The Rausch yielded material for a mere 200 lts of Spatlese in 2013, all of which has found its way into the Kabinett. Unsurprisingly this has produced a wine of intensity and complexity that belies its Pradikat level. With 9.7 grams of acidity and 59 grams of sugar, this mini-Spatlese represents stunning value for money. The few shrivelled grapes that made the blend bring a level of concentration and texture you will not see in many Kabinetts this year. Cool fresh mango notes, a touch of pineapple, some salt, this has Saar edge yet retains a beautifully silky texture. Anyone looking for a 20+ year Kabinett need look no further.

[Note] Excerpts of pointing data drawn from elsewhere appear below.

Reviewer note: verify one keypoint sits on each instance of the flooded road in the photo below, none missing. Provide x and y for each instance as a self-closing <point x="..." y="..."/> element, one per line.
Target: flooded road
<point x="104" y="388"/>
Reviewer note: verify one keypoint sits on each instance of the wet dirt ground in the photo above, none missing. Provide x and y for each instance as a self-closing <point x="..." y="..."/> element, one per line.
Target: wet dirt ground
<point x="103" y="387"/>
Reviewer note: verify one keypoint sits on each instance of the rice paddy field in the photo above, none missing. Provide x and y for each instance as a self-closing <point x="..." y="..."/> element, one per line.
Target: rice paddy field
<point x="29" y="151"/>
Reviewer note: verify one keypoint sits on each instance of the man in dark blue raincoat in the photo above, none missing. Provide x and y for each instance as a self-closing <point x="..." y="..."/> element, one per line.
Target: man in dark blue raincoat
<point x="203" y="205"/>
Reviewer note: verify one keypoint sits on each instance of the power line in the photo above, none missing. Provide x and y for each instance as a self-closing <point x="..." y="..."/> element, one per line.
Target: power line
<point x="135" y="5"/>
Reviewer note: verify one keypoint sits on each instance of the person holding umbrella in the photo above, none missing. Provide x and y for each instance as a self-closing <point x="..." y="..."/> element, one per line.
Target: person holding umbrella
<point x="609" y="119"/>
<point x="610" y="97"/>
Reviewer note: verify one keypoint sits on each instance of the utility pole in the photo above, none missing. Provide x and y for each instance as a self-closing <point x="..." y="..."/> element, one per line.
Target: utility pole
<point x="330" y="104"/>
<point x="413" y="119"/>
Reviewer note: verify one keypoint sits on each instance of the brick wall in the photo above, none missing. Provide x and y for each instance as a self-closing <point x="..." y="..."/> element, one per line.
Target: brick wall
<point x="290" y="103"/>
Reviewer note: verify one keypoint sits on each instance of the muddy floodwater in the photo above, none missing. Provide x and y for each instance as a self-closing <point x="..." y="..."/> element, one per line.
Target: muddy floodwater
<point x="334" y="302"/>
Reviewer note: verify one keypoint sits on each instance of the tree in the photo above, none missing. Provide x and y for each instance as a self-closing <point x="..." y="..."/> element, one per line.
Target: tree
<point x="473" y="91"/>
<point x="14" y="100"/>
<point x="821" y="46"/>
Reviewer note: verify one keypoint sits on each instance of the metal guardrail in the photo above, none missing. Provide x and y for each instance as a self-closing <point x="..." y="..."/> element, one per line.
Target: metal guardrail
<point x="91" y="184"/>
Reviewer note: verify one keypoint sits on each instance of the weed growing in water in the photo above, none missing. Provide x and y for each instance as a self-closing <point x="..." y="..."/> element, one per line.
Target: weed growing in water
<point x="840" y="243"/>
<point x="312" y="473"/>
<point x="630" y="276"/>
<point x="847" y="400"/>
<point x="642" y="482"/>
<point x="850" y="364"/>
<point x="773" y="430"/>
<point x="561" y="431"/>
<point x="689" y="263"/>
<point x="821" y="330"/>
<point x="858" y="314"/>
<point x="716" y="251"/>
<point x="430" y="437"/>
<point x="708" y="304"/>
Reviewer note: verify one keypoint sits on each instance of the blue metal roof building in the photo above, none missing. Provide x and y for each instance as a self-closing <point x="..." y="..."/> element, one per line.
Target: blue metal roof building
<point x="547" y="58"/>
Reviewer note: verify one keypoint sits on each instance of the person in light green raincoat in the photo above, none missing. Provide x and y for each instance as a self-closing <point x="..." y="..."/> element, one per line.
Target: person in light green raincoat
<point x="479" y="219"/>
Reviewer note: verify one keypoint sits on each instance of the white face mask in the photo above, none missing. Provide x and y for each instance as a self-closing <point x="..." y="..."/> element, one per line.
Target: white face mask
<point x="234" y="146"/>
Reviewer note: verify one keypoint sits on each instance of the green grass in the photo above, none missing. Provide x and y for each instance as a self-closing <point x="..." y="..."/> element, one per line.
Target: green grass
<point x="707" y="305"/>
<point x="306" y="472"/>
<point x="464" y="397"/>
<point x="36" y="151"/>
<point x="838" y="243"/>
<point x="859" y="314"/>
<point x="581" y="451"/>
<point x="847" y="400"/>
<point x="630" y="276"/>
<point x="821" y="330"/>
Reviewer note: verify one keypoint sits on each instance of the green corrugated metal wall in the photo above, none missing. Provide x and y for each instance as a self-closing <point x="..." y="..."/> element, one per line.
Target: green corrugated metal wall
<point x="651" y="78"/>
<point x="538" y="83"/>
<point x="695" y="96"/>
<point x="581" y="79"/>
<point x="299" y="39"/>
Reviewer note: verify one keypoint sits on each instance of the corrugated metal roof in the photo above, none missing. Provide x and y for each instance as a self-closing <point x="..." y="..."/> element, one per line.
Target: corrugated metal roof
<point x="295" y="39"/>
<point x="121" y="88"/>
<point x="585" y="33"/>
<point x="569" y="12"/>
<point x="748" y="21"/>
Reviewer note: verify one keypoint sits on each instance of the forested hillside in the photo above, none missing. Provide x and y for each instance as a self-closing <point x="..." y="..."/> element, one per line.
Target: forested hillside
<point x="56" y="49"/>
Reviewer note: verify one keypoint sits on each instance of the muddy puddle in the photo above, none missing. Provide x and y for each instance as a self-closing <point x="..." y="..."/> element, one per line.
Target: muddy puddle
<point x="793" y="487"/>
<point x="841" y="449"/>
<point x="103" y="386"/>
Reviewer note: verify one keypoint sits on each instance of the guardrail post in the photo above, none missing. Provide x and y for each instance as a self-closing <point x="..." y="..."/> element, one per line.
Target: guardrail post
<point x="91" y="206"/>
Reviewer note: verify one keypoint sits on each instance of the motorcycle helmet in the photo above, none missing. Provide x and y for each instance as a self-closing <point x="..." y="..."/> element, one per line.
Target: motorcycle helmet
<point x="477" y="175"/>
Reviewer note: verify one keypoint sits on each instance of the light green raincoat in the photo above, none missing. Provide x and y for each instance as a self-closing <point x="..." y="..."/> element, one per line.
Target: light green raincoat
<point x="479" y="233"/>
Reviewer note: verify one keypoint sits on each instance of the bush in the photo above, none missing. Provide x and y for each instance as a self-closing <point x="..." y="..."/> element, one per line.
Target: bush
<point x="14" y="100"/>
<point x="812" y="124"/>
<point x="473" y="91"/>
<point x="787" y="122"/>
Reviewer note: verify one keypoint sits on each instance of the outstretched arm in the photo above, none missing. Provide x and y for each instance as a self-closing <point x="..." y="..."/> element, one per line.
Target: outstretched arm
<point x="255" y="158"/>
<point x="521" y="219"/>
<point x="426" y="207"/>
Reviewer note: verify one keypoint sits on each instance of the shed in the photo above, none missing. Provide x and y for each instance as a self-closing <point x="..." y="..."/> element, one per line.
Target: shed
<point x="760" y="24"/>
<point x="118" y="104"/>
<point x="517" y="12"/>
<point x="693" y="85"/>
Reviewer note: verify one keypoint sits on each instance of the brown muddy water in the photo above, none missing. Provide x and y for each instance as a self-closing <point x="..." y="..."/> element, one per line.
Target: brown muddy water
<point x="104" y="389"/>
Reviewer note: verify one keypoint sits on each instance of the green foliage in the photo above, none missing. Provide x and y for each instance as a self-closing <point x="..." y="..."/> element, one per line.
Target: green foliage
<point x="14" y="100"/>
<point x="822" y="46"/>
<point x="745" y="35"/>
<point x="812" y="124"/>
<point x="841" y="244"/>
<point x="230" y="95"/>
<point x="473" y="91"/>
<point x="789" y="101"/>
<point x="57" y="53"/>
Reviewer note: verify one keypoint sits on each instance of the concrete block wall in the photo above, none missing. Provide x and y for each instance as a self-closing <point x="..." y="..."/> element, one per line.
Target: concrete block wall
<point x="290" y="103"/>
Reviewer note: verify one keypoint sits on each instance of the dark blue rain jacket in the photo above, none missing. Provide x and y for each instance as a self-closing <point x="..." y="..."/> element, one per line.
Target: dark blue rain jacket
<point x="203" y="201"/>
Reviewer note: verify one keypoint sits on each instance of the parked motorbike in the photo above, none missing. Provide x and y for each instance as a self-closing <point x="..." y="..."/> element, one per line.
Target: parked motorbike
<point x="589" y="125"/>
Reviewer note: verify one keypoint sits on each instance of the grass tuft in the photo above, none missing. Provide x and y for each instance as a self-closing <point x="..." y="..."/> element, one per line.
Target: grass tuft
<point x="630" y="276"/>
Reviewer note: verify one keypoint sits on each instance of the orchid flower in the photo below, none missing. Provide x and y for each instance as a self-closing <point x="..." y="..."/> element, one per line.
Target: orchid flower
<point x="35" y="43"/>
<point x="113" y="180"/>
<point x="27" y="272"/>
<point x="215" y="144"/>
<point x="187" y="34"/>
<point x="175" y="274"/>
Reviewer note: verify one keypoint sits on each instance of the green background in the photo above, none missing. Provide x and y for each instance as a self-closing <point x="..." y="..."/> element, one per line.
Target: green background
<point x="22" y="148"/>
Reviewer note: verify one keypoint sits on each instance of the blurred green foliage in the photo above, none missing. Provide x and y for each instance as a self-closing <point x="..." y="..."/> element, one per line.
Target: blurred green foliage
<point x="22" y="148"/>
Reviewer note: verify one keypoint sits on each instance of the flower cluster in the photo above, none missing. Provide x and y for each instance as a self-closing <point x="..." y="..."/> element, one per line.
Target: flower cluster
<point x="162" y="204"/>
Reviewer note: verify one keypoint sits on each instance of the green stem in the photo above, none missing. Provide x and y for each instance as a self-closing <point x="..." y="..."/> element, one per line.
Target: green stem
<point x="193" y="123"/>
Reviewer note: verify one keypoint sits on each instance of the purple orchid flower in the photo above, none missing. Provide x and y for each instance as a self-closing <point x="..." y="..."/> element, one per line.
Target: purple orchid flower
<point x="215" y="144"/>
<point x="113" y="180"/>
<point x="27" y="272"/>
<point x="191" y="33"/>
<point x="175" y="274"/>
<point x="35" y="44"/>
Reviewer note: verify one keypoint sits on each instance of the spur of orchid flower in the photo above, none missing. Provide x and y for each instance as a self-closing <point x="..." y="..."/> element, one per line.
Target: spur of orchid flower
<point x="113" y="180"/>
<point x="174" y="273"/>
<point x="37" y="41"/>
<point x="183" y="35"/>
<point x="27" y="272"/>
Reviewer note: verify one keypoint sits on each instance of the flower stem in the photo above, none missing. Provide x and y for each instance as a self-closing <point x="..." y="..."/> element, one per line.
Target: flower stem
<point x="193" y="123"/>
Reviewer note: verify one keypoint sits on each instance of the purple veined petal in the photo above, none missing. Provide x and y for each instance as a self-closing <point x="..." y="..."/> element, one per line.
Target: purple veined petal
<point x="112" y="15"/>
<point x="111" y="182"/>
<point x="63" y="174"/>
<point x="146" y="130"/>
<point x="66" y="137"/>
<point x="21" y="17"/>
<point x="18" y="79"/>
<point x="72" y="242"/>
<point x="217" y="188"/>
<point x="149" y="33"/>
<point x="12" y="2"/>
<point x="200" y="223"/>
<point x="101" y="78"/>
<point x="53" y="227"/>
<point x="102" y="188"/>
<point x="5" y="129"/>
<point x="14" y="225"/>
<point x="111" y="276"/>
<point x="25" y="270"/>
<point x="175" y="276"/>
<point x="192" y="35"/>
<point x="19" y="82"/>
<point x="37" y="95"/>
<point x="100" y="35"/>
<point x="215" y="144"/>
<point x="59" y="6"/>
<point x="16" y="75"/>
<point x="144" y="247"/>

The life of a Saar Riesling grower is not an easy one. Possibly one of the coldest and most marginal corners of Germany, the Saar can produce some of the world’s great white wine in hot sunny years such as 1990. However, these are usually outnumbered by cold wet years resulting in over astringent and unripe wines. There are a small band of growers though who have a distinct advantage over the rest in the land that they own. A handful of Saar vineyards are steep enough and exposed enough to ensure a decent level of grape ripening even in poor years. Hanno Zilliken is fortunate enough to have sizeable holdings in Saarburg’s great vineyard, the steep south-facing Rausch. He exploits these slate based vines to the maximum through careful pruning and hand selection. When the wine is pressed, it gently descends by gravity into the oak casks lying in Hanno’s dark damp cellars. The wines are prime examples of Saar Riesling, being mouthwateringly taut, mineral and sophisticated.
Nearly all the quality vineyards of the Saar face south, in an effort to counter the cold weather by harvesting as much sun as possible to achieve ripeness. These are perhaps the steeliest of all the wines found in Mosel-Saar-Ruwer, but this combination with the marked acidity means that when on song, the balance between acidity and late harvest honeyed ripeness found here can be unbeatable.